Keesokan harinya, Yejin kembali hadir di kelas. Wajahnya sudah jauh lebih segar, meski masih tampak sedikit pucat. Yoongi, dari meja depan, berusaha menahan senyum yang nyaris muncul setiap kali matanya bertemu dengan Yejin.

Setelah kelas berakhir, Yejin menghampirinya dengan langkah ragu. “Pak… apakah ada waktu sebentar?”

Yoongi menoleh, jantungnya berdegup lebih cepat dari biasanya. “Tentu. Ada apa?”

Yejin menggenggam tasnya erat, lalu menunduk sebentar sebelum akhirnya bicara.
“Saya… ingin menyampaikan sesuatu. Kakak saya… dia ingin bertemu dengan Anda.”

Yoongi terdiam. Kata-kata itu jatuh begitu saja, namun terasa berat.

“Kakakmu?” ulangnya, mencoba memastikan.

“Ya,” jawab gadis itu, suaranya pelan. “Dia tahu… tentang kita. Mungkin tidak semuanya, tapi cukup untuk membuatnya ingin bicara langsung dengan Anda. Katanya, kalau memang saya akan… melangkah sejauh ini, dia ingin mengenal Anda lebih dulu.”

Sejenak, dunia seolah berhenti. Yoongi merasakan gelombang perasaan yang bercampur: gugup, cemas, sekaligus hangat. Pertemuan dengan keluarga adalah sesuatu yang nyata sebuah tanda bahwa hubungan mereka tidak lagi sekadar bayangan atau perasaan yang mereka sembunyikan di balik dinding ruang kerja. Bukankah ini yang Yoongi mau bertemu dengan keluarga Yejin

Monolog batinnya bergemuruh:
"Ini… lebih cepat dari yang kubayangkan. Aku bahkan belum berani jujur sepenuhnya padanya, tapi keluarganya sudah mengetahuinya. Apa aku siap? Apa aku bisa berdiri di hadapan mereka dengan semua masa laluku yang belum tuntas?"

Namun ketika menatap wajah Yejin—tatapan polos penuh keyakinan—Yoongi tahu jawabannya.

Dengan suara dalam yang Yoongi usahakan tetap tenang, Yoongi berkata, “Baik.

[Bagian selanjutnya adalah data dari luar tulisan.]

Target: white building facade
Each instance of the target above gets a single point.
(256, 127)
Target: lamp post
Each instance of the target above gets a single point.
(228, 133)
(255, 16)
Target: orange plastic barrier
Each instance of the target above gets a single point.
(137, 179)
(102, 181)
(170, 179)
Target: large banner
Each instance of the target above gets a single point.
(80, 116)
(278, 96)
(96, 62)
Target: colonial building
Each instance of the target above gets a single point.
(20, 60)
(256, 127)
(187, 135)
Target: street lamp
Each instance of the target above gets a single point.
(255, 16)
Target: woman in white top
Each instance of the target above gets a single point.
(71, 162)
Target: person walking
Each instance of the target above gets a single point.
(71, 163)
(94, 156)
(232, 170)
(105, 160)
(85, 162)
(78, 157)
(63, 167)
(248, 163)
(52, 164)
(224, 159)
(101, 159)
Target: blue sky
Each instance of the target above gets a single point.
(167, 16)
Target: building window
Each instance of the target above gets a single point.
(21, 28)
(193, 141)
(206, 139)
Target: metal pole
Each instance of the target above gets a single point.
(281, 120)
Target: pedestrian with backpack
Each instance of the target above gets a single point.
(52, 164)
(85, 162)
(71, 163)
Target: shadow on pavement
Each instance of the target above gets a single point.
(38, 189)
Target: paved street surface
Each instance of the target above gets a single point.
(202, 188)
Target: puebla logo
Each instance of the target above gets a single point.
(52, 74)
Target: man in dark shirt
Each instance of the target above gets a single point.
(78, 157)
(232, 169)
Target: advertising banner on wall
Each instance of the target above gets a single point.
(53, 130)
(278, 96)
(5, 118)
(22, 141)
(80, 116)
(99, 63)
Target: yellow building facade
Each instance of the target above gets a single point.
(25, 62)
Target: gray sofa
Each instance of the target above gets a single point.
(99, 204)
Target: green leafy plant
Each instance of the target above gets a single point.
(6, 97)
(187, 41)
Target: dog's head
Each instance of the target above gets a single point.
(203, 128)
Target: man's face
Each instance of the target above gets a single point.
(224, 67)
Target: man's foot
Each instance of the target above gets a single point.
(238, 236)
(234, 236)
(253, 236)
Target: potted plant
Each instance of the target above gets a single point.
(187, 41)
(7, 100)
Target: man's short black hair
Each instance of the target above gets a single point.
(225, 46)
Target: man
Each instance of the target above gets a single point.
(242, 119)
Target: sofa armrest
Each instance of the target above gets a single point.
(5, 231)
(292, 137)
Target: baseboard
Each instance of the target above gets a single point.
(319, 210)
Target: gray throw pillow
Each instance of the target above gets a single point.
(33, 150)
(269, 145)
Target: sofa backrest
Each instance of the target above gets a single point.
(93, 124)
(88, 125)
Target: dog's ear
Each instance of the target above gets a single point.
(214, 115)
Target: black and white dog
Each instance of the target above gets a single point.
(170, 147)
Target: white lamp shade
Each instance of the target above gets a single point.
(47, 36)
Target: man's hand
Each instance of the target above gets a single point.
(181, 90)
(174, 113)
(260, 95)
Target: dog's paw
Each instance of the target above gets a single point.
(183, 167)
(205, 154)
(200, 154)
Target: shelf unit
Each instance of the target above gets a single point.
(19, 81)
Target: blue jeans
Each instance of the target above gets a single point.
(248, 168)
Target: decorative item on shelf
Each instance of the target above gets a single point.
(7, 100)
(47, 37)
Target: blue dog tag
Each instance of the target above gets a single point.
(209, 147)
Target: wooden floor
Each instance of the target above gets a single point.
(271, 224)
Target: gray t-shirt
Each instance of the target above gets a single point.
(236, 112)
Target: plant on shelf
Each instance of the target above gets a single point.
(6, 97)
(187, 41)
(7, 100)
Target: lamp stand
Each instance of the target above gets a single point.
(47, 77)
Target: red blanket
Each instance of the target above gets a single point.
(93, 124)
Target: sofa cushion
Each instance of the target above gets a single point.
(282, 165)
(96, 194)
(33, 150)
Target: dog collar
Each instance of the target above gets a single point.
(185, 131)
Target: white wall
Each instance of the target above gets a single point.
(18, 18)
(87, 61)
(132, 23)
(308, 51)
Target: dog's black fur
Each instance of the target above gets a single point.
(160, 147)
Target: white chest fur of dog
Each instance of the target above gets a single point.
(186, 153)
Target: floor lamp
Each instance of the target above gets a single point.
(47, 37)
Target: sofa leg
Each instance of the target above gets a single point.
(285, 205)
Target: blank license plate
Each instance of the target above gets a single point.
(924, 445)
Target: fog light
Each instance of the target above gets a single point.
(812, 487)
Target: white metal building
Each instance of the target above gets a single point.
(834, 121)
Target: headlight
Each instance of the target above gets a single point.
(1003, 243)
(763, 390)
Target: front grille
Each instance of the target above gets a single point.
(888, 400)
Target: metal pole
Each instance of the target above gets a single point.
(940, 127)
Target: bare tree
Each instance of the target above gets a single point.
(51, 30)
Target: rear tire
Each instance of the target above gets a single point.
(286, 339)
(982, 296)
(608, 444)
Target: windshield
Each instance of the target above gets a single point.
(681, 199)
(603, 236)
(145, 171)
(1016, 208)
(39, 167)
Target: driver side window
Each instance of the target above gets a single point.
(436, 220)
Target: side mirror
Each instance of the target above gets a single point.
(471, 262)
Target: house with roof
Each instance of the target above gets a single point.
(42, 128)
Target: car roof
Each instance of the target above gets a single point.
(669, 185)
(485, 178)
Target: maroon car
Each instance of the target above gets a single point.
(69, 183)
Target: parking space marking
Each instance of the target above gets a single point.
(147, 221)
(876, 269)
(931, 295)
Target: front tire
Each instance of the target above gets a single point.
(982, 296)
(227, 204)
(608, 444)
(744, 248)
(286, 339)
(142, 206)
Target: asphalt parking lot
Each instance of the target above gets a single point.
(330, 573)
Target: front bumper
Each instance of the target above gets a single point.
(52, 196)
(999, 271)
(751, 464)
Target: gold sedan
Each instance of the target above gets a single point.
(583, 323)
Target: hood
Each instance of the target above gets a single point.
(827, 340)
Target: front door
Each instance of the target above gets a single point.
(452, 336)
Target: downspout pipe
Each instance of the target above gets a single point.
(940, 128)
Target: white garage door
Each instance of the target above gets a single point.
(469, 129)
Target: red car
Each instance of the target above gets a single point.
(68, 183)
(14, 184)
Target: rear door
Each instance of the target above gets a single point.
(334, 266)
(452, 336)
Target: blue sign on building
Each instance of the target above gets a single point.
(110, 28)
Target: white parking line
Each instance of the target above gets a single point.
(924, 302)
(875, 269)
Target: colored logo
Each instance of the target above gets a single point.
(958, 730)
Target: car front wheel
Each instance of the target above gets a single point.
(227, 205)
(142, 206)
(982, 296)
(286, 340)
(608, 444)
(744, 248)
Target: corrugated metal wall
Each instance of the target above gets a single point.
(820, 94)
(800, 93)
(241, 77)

Katakan pada kakakmu, saya akan menemuinya. Bersama dengan keluarga saya kapan pun ia mau.”

Yejin tampak lega, bibirnya membentuk senyum kecil. “Terima kasih, Pak. Saya tahu ini tidak mudah… tapi bagi saya, ini penting.”

Yoongi mengangguk, meski di dalam dadanya badai terus berkecamuk. Saat Yejin itu melangkah pergi, Yoongi berdiri terpaku, menatap punggungnya yang menjauh.

"Jadi inilah saatnya. Tidak ada lagi alasan, tidak ada lagi tempat untuk bersembunyi. Jika aku ingin masa depan dengannya… aku harus berani berdiri di hadapan keluarganya, sekuat apa pun ketakutan yang menghantui."

*MALAM HARI*

Yoongi memenuhi undangan untuk menemui kakaknya Yejin sendirian

"Tenang Ini hanya pertemuan biasa. Kakaknya ingin memastikan niatmu baik. Kau hanya perlu menjelaskan dengan jujur." Ucap Yoongi menyakinkan diri.

Namun ketika pintu rumah itu terbuka, seluruh keyakinannya runtuh seketika.

Di hadapannya berdiri seorang pria wajah yang dulu begitu akrab, kini kembali hadir seperti hantaman masa lalu. Mata itu, senyum itu, bahkan sikap tenangnya… semua masih sama.

Jantung Yoongi nyaris berhenti. Bibirnya kelu, hanya mampu berbisik lirih:
“…Kau?”

Sementara pria itu menatapnya dengan sorot yang sulit dibaca—antara terkejut, marah, dan getir.

Yejin muncul dari balik pintu, ceria menyambut, “Pak, ini kakak saya!”

Ia hanya mampu menatap tak percaya.
Kakak dari gadis yang kini Yoongi sedang perlahan mencintainya… ternyata adalah orang yang dulu pernah mengisi hidupnya, lalu menghilang tanpa jejak. Orang yang meninggalkan luka paling dalam, tapi juga rindu yang tak pernah padam.